If you are concerned about their food intake please address these concerns with their dietician and treatment team. That doesn’t mean you can’t check in with your concerns. “Are you doing okay today?”, “Is there anything I can do to support you in your recovery”, or even sharing your own feelings with a statement like “I feel scared of us having a setback” are alternative ways to address your concerns. Family therapy can also be a good place to address your own feelings about the ups and downs of recovery.
Please be conscious of what you say about your own body and other people’s bodies.
We live in a society that promotes publicly scrutinizing our own and other people’s bodies and appearance. I don’t think anyone benefits from this but it is especially detrimental to individuals struggling with disordered eating. Please avoid fat shaming, body bashing, etc. Try to avoid television shows and other forms of media that promote this.
According to the National Association of Anorexia Nervosa and Associated Disorders, about 70 percent of girls grades five through 12 said magazine images influence their ideals of a perfect body.

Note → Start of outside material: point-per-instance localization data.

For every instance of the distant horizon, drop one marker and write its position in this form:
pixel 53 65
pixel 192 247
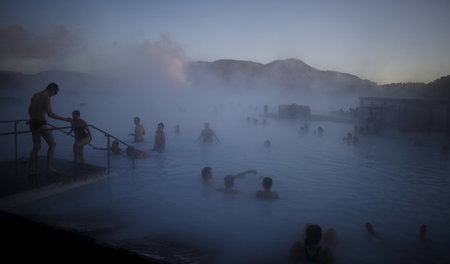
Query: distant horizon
pixel 382 41
pixel 223 59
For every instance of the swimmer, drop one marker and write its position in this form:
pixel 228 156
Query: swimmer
pixel 229 181
pixel 40 107
pixel 115 149
pixel 207 134
pixel 319 131
pixel 207 175
pixel 139 131
pixel 136 153
pixel 160 138
pixel 309 250
pixel 423 232
pixel 267 193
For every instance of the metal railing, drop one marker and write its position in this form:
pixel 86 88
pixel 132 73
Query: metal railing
pixel 108 141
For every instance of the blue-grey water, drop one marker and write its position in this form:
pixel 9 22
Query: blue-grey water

We are surrounded by it all the time but it helps to talk about it. Share how it impacts you and invite your loved one to do the same. Work on making your home a safe zone by removing magazines or other forms of media that could be triggering to your loved one.
It is also important to be conscious of what you say about your own relationship with food.
“I wish I had an eating disorder but I love food way too much”, “I wish I could lose weight like that”, or “I ate too much I need to exercise, diet, etc”. Obviously none of these comments are going to be well received by someone with an eating disorder but individuals in recovery hear them all the time.
An eating disorder is a serious mental illness. In fact, eating disorders have the highest mortality rate of any mental illness. Comments like these can be very triggering or hurtful to someone with an eating disorder. Improving your relationship with food is a great way to be a role model to a loved one in recovery. Develop intuitive eating habits, avoid dieting, and learn to honor and take care of your body.
Avoiding these common communication pitfalls will help you navigate recovery with your loved one.
Recovery from any addiction including eating disorders is rarely a straight path. Often setbacks and detours are part of the process. Please check in with your treatment team if you are having a hard time navigating any of these areas.
Also please remember to be patient and caring with yourself along this journey.
Once a person is determined to help themselves, there is nothing that can stop them.